Quand on évoque le Cirque Humberto, de nombreux écrivains pensent à Eduard Bass, l'auteur d'une chronique romanesque retraçant plusieurs générations de cirquains, ainsi que du nom d'un cirque imaginaire. Le livre, publié en 1941, était basé sur des expériences authentiques. Il n'a pas vécu assez longtemps pour voir que, dix ans plus tard, l'entreprise d'État "Cirques et Variétés de Tchécoslovaquie" utilisait le titre du roman pour un véritable cirque, le Humberto.
Le Cirque Humberto continue aujourd'hui de répandre la joie auprès des petits et des grands. Depuis 30 ans, Hynek Navrátil en est le propriétaire, et nous avons discuté avec lui des joies et des difficultés de la vie d'un directeur de cirque et d'un dresseur d'animaux.
Le Cirque Humberto est notre cirque le plus connu et le plus important.
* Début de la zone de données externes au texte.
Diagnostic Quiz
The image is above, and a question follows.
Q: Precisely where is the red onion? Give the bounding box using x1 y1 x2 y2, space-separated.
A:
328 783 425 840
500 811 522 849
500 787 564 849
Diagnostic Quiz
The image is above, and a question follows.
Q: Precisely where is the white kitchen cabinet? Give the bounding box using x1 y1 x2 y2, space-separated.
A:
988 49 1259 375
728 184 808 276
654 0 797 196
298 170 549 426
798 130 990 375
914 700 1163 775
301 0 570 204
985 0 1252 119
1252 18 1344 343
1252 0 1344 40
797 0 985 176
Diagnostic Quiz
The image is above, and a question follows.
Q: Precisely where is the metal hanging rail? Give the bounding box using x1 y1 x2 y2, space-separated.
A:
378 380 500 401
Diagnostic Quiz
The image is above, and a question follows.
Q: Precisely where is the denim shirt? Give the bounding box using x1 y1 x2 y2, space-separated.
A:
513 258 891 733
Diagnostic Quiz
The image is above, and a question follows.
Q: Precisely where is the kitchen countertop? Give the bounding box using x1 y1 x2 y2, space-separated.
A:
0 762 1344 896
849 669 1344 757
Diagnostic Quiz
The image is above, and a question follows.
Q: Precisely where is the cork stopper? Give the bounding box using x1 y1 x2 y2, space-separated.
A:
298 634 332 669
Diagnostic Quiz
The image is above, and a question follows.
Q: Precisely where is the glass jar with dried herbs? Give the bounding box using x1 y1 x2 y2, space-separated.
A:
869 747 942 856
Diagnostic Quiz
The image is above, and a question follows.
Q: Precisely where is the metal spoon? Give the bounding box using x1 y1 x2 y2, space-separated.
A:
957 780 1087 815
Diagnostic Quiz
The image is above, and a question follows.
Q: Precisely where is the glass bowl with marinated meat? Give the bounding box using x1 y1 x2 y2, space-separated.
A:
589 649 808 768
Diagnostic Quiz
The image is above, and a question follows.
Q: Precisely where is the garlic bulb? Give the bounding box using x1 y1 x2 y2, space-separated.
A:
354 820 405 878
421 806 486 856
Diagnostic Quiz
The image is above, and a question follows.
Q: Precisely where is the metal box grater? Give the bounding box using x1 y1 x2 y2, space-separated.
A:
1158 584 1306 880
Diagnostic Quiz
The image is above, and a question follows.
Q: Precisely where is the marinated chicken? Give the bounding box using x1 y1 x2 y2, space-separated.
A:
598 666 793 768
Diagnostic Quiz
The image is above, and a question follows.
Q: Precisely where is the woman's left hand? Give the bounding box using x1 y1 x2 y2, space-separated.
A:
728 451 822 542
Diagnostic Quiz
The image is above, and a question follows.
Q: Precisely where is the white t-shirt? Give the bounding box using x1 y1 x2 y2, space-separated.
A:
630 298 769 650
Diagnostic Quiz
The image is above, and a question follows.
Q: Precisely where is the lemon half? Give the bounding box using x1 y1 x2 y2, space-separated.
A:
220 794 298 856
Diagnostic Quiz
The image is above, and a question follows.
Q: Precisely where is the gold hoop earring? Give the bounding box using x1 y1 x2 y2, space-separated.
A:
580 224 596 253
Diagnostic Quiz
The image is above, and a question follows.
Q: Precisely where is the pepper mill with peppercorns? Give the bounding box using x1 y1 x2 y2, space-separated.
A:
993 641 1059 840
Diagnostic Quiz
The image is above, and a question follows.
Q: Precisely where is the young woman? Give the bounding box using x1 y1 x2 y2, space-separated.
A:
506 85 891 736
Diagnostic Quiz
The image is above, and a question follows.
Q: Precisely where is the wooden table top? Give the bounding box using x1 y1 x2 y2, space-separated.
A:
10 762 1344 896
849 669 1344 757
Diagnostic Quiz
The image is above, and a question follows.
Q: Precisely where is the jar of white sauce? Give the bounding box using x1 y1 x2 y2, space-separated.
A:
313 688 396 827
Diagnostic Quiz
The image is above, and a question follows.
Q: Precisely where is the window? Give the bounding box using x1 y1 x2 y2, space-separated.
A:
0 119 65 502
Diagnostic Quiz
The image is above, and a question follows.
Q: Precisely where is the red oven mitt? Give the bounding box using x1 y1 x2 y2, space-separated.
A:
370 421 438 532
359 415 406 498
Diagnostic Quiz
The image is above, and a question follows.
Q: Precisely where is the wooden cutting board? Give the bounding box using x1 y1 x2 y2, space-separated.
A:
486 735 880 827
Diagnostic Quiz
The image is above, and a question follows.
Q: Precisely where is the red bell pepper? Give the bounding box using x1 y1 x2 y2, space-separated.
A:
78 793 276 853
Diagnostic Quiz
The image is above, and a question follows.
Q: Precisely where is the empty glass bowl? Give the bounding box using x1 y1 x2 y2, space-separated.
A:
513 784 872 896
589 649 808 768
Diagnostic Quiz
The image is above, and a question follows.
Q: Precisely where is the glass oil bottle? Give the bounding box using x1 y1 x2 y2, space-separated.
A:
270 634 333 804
Qu'est-ce qui vous a poussé à décider de l'acheter ?
Il y a 30 ans, mon frère Bohumil et moi avons acheté la marque déposée du Cirque Humberto. Nos parents et notre grand-père avaient tous un cirque, mais lorsque la nationalisation est intervenue, tous les cirques ont été nationalisés. Mon père a ensuite travaillé pour les cirques de l'État, et nous, avec mon frère, y avons également travaillé en tant que dresseurs. En 1992, les cirques de l'État ont disparu, et nous, avec mon frère, avons accepté des contrats en France et en Allemagne. C'est là que nous avons décidé de relancer notre propre cirque, celui de notre grand-père et même de notre arrière-grand-père, bien sûr sous un autre nom, le cirque Konrád. À cette époque, le Cirque Humberto était en vente aux enchères, et c'était le seul cirque dont l'entreprise d'État avait conservé la marque déposée, nous l'avons donc achetée et nous avons commencé à faire des affaires à partir de zéro. En 2011, mon frère s'est séparé de moi et dirige le Cirque Bob Navarro King.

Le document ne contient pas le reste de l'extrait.